Wagenknecht verteidigt Boris Palmer und bemängelt Umgang mit Corona-Kritikern

"Ein Oberbürgermeister sollte mehr daran gemessen werden, was er real leistet, als an der Makellosigkeit seiner Tweets", sagt Sahra Wagenknecht. Zudem kritisiert sie den Umgang führender Politiker mit den Kritikern der Corona-Maßnahmen.

Die Linken-Politikerin Sahra Wagenknecht hat den umstrittenen Tübinger Bürgermeister Boris Palmer (Grüne) gegen den Vorwurf, ein Rassist zu sein, in Schutz genommen. In der Neuen Osnabrücker Zeitung äußerte Wagenknecht, Palmer habe zwar mit seinem Post bei Facebook provoziert und das müsse man nicht gut finden. Dennoch habe er ihn "klar als Satire kenntlich gemacht".

Wagenknecht argumentiert, man solle Palmer an seiner Arbeit als Oberbürgermeister messen – nicht an einem einzelnen Facebook-Post. So habe er in der Corona-Krise mit dem Tübinger Modell einen Erfolg versprechenden Weg aufgezeigt, mehr Freiheiten zu ermöglichen und zugleich das Virus einzudämmen. Wagenknecht betonte:

"Das war beispielhaft. Und ich finde, ein Oberbürgermeister sollte mehr daran gemessen werden, was er real leistet, als an der Makellosigkeit seiner Tweets."

Palmer hatte sich Ende letzter Woche über Facebook satirisch zu dem Streit der beiden früheren Fußballnationalspieler Jens Lehmann und Dennis Aogo geäußert.
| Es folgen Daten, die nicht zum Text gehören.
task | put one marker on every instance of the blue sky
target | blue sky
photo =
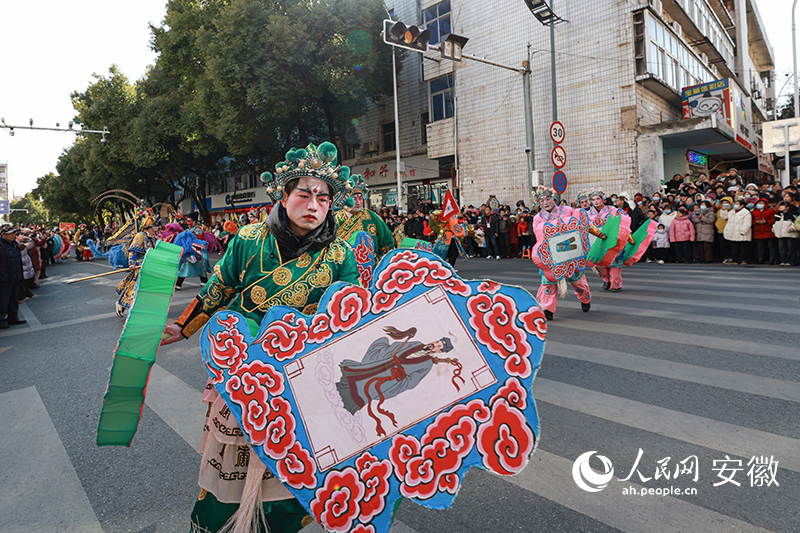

Dabei bezeichnete er Aogo als Rassisten, der "Frauen seinen Negerschwanz angeboten" habe. Ungeachtet dessen, dass Palmer sich auf einen anderen Post bezog und diesen satirisch karikieren wollte, folgte nach dem Vorfall ein medialer Aufschrei. Er wurde als Rassist bezeichnet, und die Grünen leiteten ein Parteiausschlussverfahren ein. Die Parteivorsitzenden Habeck und Baerbock machten deutlich, dass ein solches Verhalten bei den Grünen untragbar sei. Palmer habe laut Baerbock die "politische Unterstützung verloren".

Neben der Causa Palmer äußerte sich Wagenknecht zum Umgang führender Politiker mit den Kritikern der Corona-Maßnahmen. Exemplarisch griff sie sich die SPD-Vorsitzende Saskia Esken hervor und kritisierte diese scharf. Wagenknecht nannte es überheblich, jeden, der mit der Corona-Politik der Bundesregierung nicht einverstanden ist, als "COVIDioten" zu diffamieren, wie Esken es getan habe. Die Linken-Politikerin machte deutlich:

"Es kommt Politikern nicht zu, Menschen, die eine andere Meinung haben, zu beschimpfen."

Um mögliche Vorwürfe der Parteinahme zu entkräften, betonte Wangenknecht, dass sie es auch für falsch halte, "wenn 'Querdenker' das Virus verharmlosen und elementare Regeln ignorieren". Sie teile aber die Kritik an "ewigen Lockdowns" sowie die Forderung, "dass die politischen Entscheider sich weniger einseitig beraten lassen".